In December 2005, a patient aged 22 years was admitted to the emergency department of AHEPA University Hospital of Thessaloniki due to persistent (5 days) high grade of fever (38.5°C) and pharyngalgia. On physical examination no specific clinical signs were present. The initial laboratory tests were normal and chest X ray did not reveal any lung disease. Empiric antibacterial therapy (clarithromycin 500 mg × 2 for 5 days) and non-steroidal anti-inflammatory agent (nimesulid 100 mg × 2 for 3 days) for pyrexia were initiated. During the following week, fever persisted and the patient also developed fatigue, chills, anorexia, headaches, myalgia and skin rash (pink macular lesions of the trunk). When he revisited the emergency department, he was hospitalized for further diagnostic evaluation. The patient had no history of contact with animals, exposure to hepatotoxic agents, like alcohol, drugs, recent history of blood transfusion, or surgical/dental operation.
On clinical examination, jaundice, mild hepatomegaly and skin rash were detected.
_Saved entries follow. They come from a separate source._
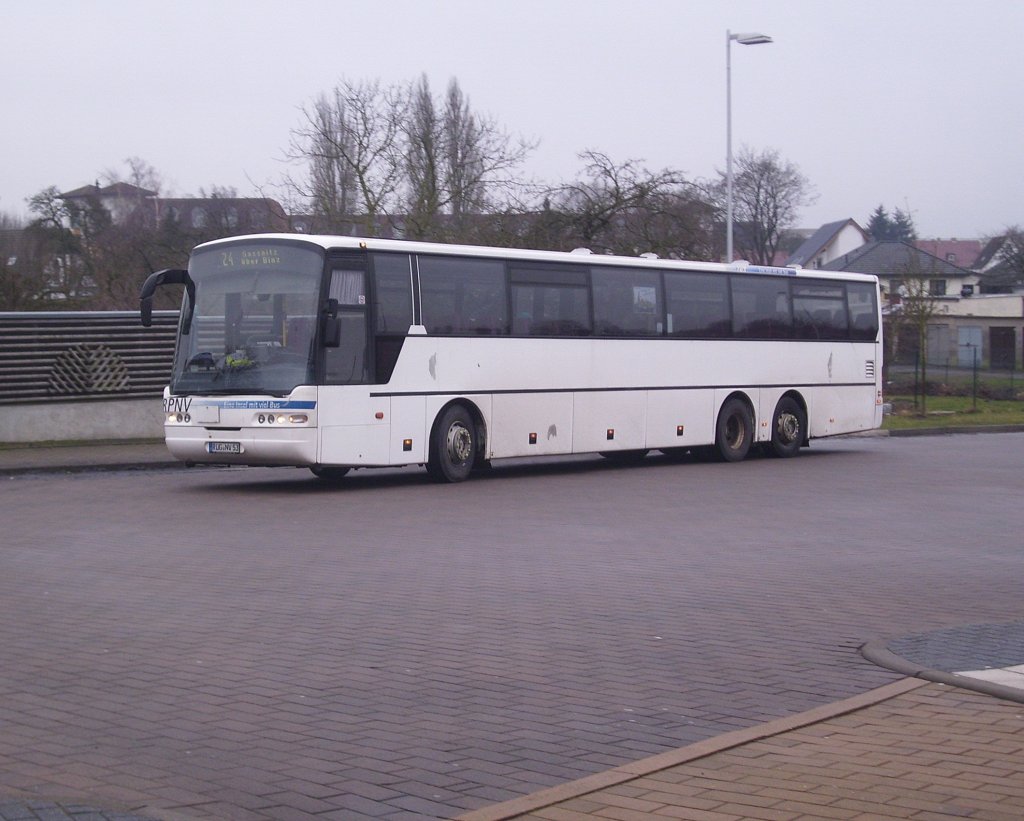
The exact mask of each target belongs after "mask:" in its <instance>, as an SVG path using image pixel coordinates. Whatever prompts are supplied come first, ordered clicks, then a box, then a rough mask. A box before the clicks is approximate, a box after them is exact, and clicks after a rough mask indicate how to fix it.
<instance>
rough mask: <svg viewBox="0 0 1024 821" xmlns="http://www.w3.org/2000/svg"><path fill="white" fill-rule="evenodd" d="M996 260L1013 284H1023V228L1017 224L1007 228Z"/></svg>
mask: <svg viewBox="0 0 1024 821" xmlns="http://www.w3.org/2000/svg"><path fill="white" fill-rule="evenodd" d="M998 260H999V266H1000V267H1001V268H1004V269H1005V270H1006V271H1007V272H1008V274H1009V275H1008V279H1010V280H1011V283H1012V284H1013V285H1014V286H1019V285H1024V228H1021V227H1020V226H1019V225H1013V226H1011V227H1009V228H1007V231H1006V234H1005V235H1004V240H1002V247H1001V248H1000V249H999V253H998Z"/></svg>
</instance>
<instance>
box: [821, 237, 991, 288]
mask: <svg viewBox="0 0 1024 821" xmlns="http://www.w3.org/2000/svg"><path fill="white" fill-rule="evenodd" d="M822 268H824V269H825V270H833V271H858V272H860V273H873V274H874V275H876V276H878V277H879V279H880V280H881V285H882V292H883V294H885V295H886V296H888V297H889V299H890V301H897V300H898V296H899V287H900V285H902V284H903V282H904V280H906V279H920V280H922V282H923V283H926V286H925V291H926V292H927V293H928V294H929V295H930V296H932V297H946V296H951V295H953V294H961V293H964V294H965V295H967V294H973V293H974V290H975V287H976V286H977V283H978V275H977V274H976V273H975V272H974V271H972V270H969V269H968V268H964V267H961V266H959V265H954V264H953V263H952V262H946V260H944V259H940V258H939V257H936V256H934V255H933V254H929V253H928V252H927V251H922V250H921V249H920V248H918V247H916V246H915V245H914V244H912V243H908V242H904V241H902V240H886V241H882V242H871V243H867V244H865V245H863V246H861V247H860V248H857V249H855V250H853V251H851V252H849V253H847V254H844V255H843V256H841V257H838V258H837V259H834V260H833V261H830V262H828V263H826V264H825V265H822Z"/></svg>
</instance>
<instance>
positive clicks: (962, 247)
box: [913, 239, 982, 270]
mask: <svg viewBox="0 0 1024 821" xmlns="http://www.w3.org/2000/svg"><path fill="white" fill-rule="evenodd" d="M913 244H914V246H916V247H918V248H920V249H921V250H922V251H925V252H926V253H928V254H931V255H932V256H933V257H938V258H939V259H944V260H945V261H946V262H950V263H952V264H953V265H959V266H961V267H962V268H970V269H971V270H974V269H975V262H976V261H977V259H978V255H979V254H981V250H982V242H981V240H955V239H952V240H942V239H936V240H914V241H913Z"/></svg>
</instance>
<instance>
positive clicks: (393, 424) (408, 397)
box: [389, 396, 430, 465]
mask: <svg viewBox="0 0 1024 821" xmlns="http://www.w3.org/2000/svg"><path fill="white" fill-rule="evenodd" d="M426 415H427V397H426V396H392V397H391V431H390V435H391V439H390V444H389V447H390V459H389V461H390V464H392V465H420V464H423V463H425V462H426V461H427V451H428V448H429V446H430V444H429V441H428V438H429V436H430V427H429V425H427V423H426V422H425V420H426ZM407 440H408V441H409V448H410V449H408V450H407V449H406V442H407Z"/></svg>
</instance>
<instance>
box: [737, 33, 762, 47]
mask: <svg viewBox="0 0 1024 821" xmlns="http://www.w3.org/2000/svg"><path fill="white" fill-rule="evenodd" d="M729 39H730V40H735V41H736V42H737V43H739V44H740V45H741V46H760V45H764V44H765V43H771V42H772V39H771V38H770V37H769V36H768V35H766V34H759V33H757V32H751V33H749V34H730V35H729Z"/></svg>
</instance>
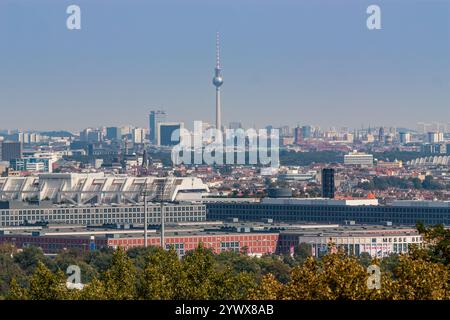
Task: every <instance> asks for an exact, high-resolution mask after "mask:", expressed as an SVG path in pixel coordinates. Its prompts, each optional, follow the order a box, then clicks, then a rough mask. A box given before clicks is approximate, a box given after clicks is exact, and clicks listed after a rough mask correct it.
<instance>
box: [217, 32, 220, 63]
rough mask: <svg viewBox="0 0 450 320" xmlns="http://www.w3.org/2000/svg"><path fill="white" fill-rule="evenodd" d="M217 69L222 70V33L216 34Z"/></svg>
mask: <svg viewBox="0 0 450 320" xmlns="http://www.w3.org/2000/svg"><path fill="white" fill-rule="evenodd" d="M216 69H220V33H219V32H216Z"/></svg>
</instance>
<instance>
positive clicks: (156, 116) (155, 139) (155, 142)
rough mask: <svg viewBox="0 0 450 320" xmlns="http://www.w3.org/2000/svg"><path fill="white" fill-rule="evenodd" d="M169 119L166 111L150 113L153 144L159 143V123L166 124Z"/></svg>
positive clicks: (152, 141)
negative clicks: (158, 132)
mask: <svg viewBox="0 0 450 320" xmlns="http://www.w3.org/2000/svg"><path fill="white" fill-rule="evenodd" d="M166 119H167V114H166V112H165V111H162V110H156V111H150V115H149V127H148V128H149V139H150V142H151V143H152V144H157V143H158V130H157V129H158V123H160V122H164V121H166Z"/></svg>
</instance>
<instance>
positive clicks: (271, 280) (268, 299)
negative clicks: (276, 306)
mask: <svg viewBox="0 0 450 320" xmlns="http://www.w3.org/2000/svg"><path fill="white" fill-rule="evenodd" d="M283 287H284V286H283V285H282V284H281V283H280V282H279V281H278V280H277V279H276V278H275V277H274V276H273V274H271V273H269V274H266V275H265V276H264V277H263V278H262V279H261V282H260V284H259V285H258V287H257V288H255V289H253V290H252V291H251V292H250V295H249V298H250V299H252V300H277V299H280V297H281V296H282V290H283Z"/></svg>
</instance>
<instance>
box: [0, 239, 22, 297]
mask: <svg viewBox="0 0 450 320" xmlns="http://www.w3.org/2000/svg"><path fill="white" fill-rule="evenodd" d="M15 252H16V248H15V247H14V246H12V245H9V244H3V245H0V297H1V296H5V295H6V294H7V292H8V291H9V290H10V283H11V281H12V280H13V279H16V282H20V283H22V284H23V283H24V281H25V274H24V272H23V271H22V270H21V269H20V267H19V266H18V265H17V264H16V263H14V259H13V255H14V253H15Z"/></svg>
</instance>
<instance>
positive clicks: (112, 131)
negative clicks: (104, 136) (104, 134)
mask: <svg viewBox="0 0 450 320" xmlns="http://www.w3.org/2000/svg"><path fill="white" fill-rule="evenodd" d="M106 138H107V139H108V140H120V139H122V129H121V128H119V127H108V128H106Z"/></svg>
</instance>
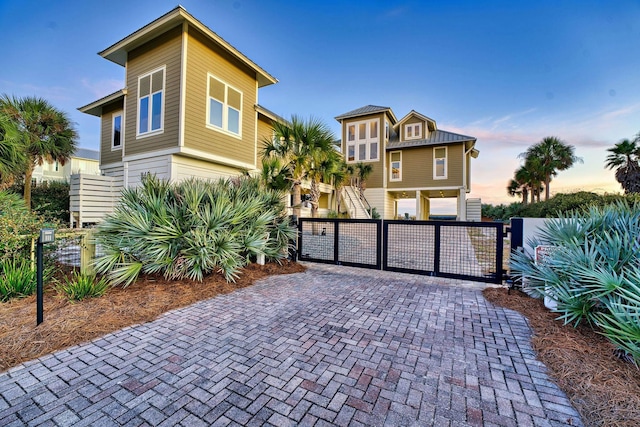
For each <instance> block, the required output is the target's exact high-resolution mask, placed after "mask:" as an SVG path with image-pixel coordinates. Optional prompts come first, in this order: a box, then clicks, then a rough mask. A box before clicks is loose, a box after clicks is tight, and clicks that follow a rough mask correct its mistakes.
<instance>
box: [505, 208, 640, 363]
mask: <svg viewBox="0 0 640 427" xmlns="http://www.w3.org/2000/svg"><path fill="white" fill-rule="evenodd" d="M531 243H532V244H533V246H536V245H537V244H544V245H552V246H555V247H556V248H557V249H556V250H554V251H553V252H551V253H550V255H549V257H548V259H547V260H546V262H544V263H541V264H539V265H536V264H535V263H534V261H533V259H532V258H531V257H530V256H529V255H527V254H525V253H522V252H520V253H515V254H513V255H512V258H511V269H512V271H513V273H514V276H516V277H517V278H520V279H521V280H522V283H523V289H524V291H525V292H527V293H528V294H530V295H532V296H535V297H547V298H552V299H554V300H556V301H557V308H556V311H557V312H558V313H559V314H560V316H559V319H561V320H563V321H564V322H565V324H567V323H572V324H574V325H578V324H580V323H581V322H587V323H588V324H590V325H592V326H593V327H595V328H596V329H597V330H598V331H599V332H600V333H602V334H604V335H605V336H607V337H608V338H609V339H610V340H611V341H612V342H613V343H614V344H615V345H616V346H618V347H619V348H621V349H623V350H625V351H627V352H629V354H631V356H632V357H633V358H634V360H635V361H636V362H640V285H639V283H640V204H638V203H629V202H626V201H618V202H617V203H615V204H612V205H608V206H605V207H600V206H592V207H590V208H589V209H587V210H583V211H576V212H574V213H568V214H565V215H561V216H560V218H559V219H557V220H554V221H548V222H547V223H546V225H545V226H544V227H543V229H542V230H541V234H540V238H539V239H538V241H533V242H531Z"/></svg>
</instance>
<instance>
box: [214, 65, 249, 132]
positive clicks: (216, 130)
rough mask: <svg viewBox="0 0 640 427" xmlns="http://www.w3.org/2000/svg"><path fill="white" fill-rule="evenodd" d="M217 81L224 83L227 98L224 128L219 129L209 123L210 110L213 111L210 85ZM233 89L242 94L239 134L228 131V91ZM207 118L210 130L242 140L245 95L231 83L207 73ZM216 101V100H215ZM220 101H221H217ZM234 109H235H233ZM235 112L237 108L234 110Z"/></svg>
mask: <svg viewBox="0 0 640 427" xmlns="http://www.w3.org/2000/svg"><path fill="white" fill-rule="evenodd" d="M212 78H213V79H216V80H217V81H219V82H220V83H222V84H223V85H224V96H225V100H224V101H223V102H222V126H223V127H219V126H216V125H213V124H211V123H209V114H210V110H211V102H210V99H211V96H209V83H210V82H211V79H212ZM229 88H231V89H233V90H235V91H236V92H238V93H239V94H240V114H239V117H238V130H239V132H238V133H234V132H231V131H230V130H228V127H229V121H228V114H229V112H228V108H229V104H228V103H227V99H228V97H229V95H228V89H229ZM206 98H207V116H206V117H205V124H206V126H207V128H209V129H213V130H215V131H217V132H221V133H224V134H225V135H230V136H233V137H234V138H238V139H242V106H243V102H244V93H243V92H242V91H241V90H240V89H238V88H236V87H234V86H232V85H230V84H229V83H227V82H225V81H224V80H222V79H220V78H219V77H217V76H215V75H214V74H211V73H207V97H206ZM214 99H215V98H214ZM216 101H219V100H216ZM231 108H233V107H231ZM234 110H235V108H234Z"/></svg>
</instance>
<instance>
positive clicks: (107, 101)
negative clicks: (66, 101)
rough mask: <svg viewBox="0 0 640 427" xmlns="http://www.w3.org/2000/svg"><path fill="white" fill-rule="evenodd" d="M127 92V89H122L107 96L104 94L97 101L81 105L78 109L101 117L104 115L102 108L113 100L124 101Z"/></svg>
mask: <svg viewBox="0 0 640 427" xmlns="http://www.w3.org/2000/svg"><path fill="white" fill-rule="evenodd" d="M126 94H127V90H126V89H120V90H117V91H115V92H113V93H110V94H109V95H107V96H104V97H102V98H100V99H98V100H97V101H93V102H92V103H90V104H87V105H85V106H83V107H79V108H78V110H79V111H80V112H82V113H87V114H91V115H92V116H96V117H100V116H101V115H102V108H103V107H105V106H107V105H108V104H111V103H113V102H117V101H122V100H123V99H124V96H125V95H126Z"/></svg>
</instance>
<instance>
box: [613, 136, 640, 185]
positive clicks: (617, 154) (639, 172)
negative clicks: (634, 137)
mask: <svg viewBox="0 0 640 427" xmlns="http://www.w3.org/2000/svg"><path fill="white" fill-rule="evenodd" d="M638 140H640V134H638V136H636V138H635V139H634V140H633V141H629V140H628V139H623V140H621V141H620V142H618V143H617V144H616V145H615V146H613V147H612V148H608V149H607V151H609V152H610V153H611V154H609V155H608V156H607V159H606V163H605V167H606V168H607V169H613V168H616V181H618V182H619V183H620V185H621V186H622V188H623V189H624V192H625V193H627V194H628V193H640V165H639V164H638V159H639V158H640V147H638V146H637V142H638Z"/></svg>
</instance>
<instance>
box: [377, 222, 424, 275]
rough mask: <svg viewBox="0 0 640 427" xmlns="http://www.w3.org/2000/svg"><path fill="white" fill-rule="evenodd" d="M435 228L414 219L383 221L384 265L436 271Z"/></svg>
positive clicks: (387, 266) (392, 267) (414, 272)
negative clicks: (384, 255) (414, 219)
mask: <svg viewBox="0 0 640 427" xmlns="http://www.w3.org/2000/svg"><path fill="white" fill-rule="evenodd" d="M435 237H436V229H435V226H434V225H432V224H423V223H417V222H415V221H399V222H392V221H385V223H384V240H385V259H384V269H385V270H390V271H403V272H411V273H420V274H428V273H431V272H434V271H435V262H434V254H435V252H434V248H435Z"/></svg>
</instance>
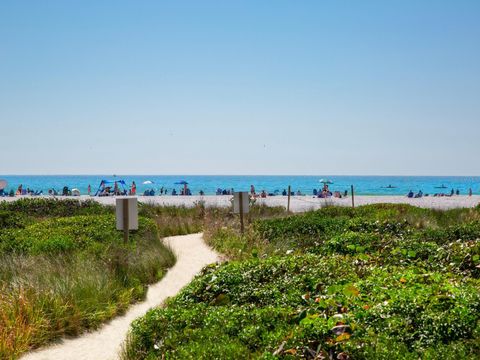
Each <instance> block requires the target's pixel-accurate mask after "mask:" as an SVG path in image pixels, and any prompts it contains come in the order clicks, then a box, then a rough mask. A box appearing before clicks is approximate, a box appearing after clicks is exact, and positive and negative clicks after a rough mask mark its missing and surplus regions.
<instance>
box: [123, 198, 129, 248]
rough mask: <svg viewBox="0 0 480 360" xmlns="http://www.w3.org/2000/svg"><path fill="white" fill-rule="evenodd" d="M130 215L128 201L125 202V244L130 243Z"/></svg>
mask: <svg viewBox="0 0 480 360" xmlns="http://www.w3.org/2000/svg"><path fill="white" fill-rule="evenodd" d="M128 215H129V213H128V199H125V200H123V242H124V243H125V244H127V243H128V230H129V225H130V218H129V216H128Z"/></svg>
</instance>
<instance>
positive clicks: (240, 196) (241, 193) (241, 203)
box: [239, 192, 245, 235]
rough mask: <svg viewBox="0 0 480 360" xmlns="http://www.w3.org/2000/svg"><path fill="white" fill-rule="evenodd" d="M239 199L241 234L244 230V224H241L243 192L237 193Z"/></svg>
mask: <svg viewBox="0 0 480 360" xmlns="http://www.w3.org/2000/svg"><path fill="white" fill-rule="evenodd" d="M239 200H240V204H239V205H240V231H241V232H242V235H243V233H244V231H245V228H244V225H243V192H240V193H239Z"/></svg>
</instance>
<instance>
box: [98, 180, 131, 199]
mask: <svg viewBox="0 0 480 360" xmlns="http://www.w3.org/2000/svg"><path fill="white" fill-rule="evenodd" d="M115 182H117V184H118V185H119V186H121V187H122V189H123V191H124V192H126V191H127V184H126V183H125V180H120V179H119V180H102V181H100V185H99V186H98V190H97V192H96V193H95V196H97V195H98V194H100V192H101V191H102V186H105V187H108V185H110V187H112V186H113V185H114V184H115Z"/></svg>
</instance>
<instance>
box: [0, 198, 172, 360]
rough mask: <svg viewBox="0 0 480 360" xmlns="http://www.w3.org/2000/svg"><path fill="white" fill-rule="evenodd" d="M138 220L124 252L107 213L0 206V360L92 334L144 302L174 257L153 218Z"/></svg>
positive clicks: (45, 199) (15, 202)
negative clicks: (129, 308) (35, 348)
mask: <svg viewBox="0 0 480 360" xmlns="http://www.w3.org/2000/svg"><path fill="white" fill-rule="evenodd" d="M143 212H144V211H143V210H142V216H141V217H140V219H139V230H138V231H136V232H134V233H132V236H131V241H130V242H129V244H126V245H125V244H124V243H123V238H122V234H121V233H119V232H118V231H117V230H116V229H115V217H114V214H113V208H111V207H104V206H101V205H99V204H98V203H96V202H93V201H87V202H78V201H73V200H62V201H56V200H51V199H25V200H18V201H15V202H11V203H6V202H2V203H0V358H1V359H13V358H17V357H18V356H19V355H20V354H22V353H24V352H26V351H28V350H30V349H33V348H37V347H40V346H43V345H45V344H47V343H49V342H51V341H53V340H55V339H58V338H59V337H62V336H75V335H78V334H80V333H82V332H83V331H85V330H91V329H95V328H97V327H98V326H99V325H101V324H102V323H103V322H105V321H107V320H109V319H111V318H113V317H115V316H116V315H118V314H122V313H123V312H125V310H126V309H127V308H128V306H129V305H130V304H132V303H134V302H137V301H140V300H142V299H143V298H144V297H145V295H146V291H147V285H148V284H150V283H153V282H156V281H158V280H159V279H161V278H162V276H163V275H164V274H165V272H166V270H167V269H168V268H169V267H171V266H172V265H173V264H174V262H175V257H174V255H173V253H172V252H171V251H170V250H169V249H167V248H166V247H165V246H164V245H163V244H162V242H161V241H160V239H159V232H158V227H157V223H156V221H155V218H153V217H151V216H148V214H144V213H143ZM167 230H168V229H167ZM164 231H166V230H164ZM175 231H176V228H173V229H171V232H172V233H174V232H175Z"/></svg>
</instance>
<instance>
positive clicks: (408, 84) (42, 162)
mask: <svg viewBox="0 0 480 360" xmlns="http://www.w3.org/2000/svg"><path fill="white" fill-rule="evenodd" d="M0 125H1V130H0V154H1V165H0V174H2V173H3V174H111V173H116V174H125V173H130V174H132V173H134V174H338V175H341V174H358V175H362V174H374V175H375V174H376V175H383V174H392V175H393V174H396V175H416V174H417V175H480V161H479V155H480V141H479V134H480V1H478V0H471V1H467V0H449V1H446V0H423V1H419V0H389V1H386V0H376V1H374V0H371V1H370V0H362V1H359V0H350V1H347V0H330V1H326V0H325V1H323V0H312V1H297V0H290V1H283V0H270V1H258V0H255V1H225V0H218V1H206V0H202V1H198V0H192V1H168V2H167V1H159V0H157V1H133V0H132V1H119V0H114V1H99V0H94V1H64V0H62V1H36V0H35V1H19V0H11V1H10V0H2V1H1V2H0Z"/></svg>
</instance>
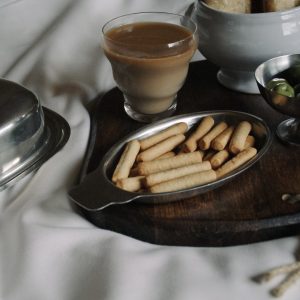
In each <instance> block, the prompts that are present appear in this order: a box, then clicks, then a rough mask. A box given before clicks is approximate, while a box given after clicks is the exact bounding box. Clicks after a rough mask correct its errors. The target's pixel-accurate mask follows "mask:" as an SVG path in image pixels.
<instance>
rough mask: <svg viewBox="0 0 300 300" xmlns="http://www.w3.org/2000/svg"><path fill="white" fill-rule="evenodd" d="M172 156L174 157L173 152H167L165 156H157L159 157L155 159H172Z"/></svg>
mask: <svg viewBox="0 0 300 300" xmlns="http://www.w3.org/2000/svg"><path fill="white" fill-rule="evenodd" d="M173 156H175V152H173V151H169V152H167V153H165V154H163V155H161V156H159V157H158V158H156V159H165V158H169V157H173Z"/></svg>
Chest X ray was found normal and abdominal ultrasound revealed mild hepatomegaly without biliary tract obstruction. Laboratory examinations revealed leukopenia (WBC 2.9 × 109/L), thrombocytopenia (PLT 130 × 109/L), moderate hyperbilirubinemia -mainly direct bilirubin- (T-Bil 3 mg/dL), elevated serum C-reactive protein (2.95 mg/dl) and increased hepatic enzyme levels [ALT: 250 U/L (normal:0–40 U/L), AST: 380 U/L (normal:0–39 U/L), LDH: 900 (normal:240–480 U/L)], whereas cholostatic enzymes (ALP, γ-GT) were found nearly normal.
The patient did not exhibit autoantibodies, including smooth muscle, anticardiolipin, antiphospholipid and antinuclear antibodies. Serologic tests for HIV-1, EBV, CMV, Mycoplasma, Rickettsia, Chlamydia, Bartonella, Parvovirus B19, hepatitis A, B, and C viruses were negative. Q fever was added to the list of differential diagnosis, although exposure to cattle, sheep, goats or consumption of unpasteurized products was not reported. Additionally, a heart ultrasound was performed and pericarditis or myocarditis were excluded.
The diagnosis of acute Q fever was confirmed by serologic methods. Serum samples were tested initially by enzyme-linked immunosorbent assay (ELISA) and its positive result [IgG I (1,1x cutoff), IgG II 41 IU/ml)] was confirmed by indirect immunofluorescene assay (IFA). IgG antibodies were reactive with phase I and II antigens of C. burnetii at titers 1:64 and 1:256 respectively. The patient was administered moxifloxacin 400 mg once a day per os for 14 days. The symptoms resolved within 2 weeks, whereas the levels of hepatic transaminases were mildly elevated [ALT: 55 U/L, AST:63 U/L, T-Bilirubin:1,6 mg/dl]. A convalescent-phase serum sample was obtained 3 weeks later, confirming the initial diagnosis. It was also tested by ELISA [IgG I (1,9x cutoff), IgG II 149 IU/ml)] and IFA [IgG I 1:256, IgG II 1:1024]. During a follow-up visit 3 months after hospitalization, the patient was clinically asymptomatic and had normal hepatic enzymes.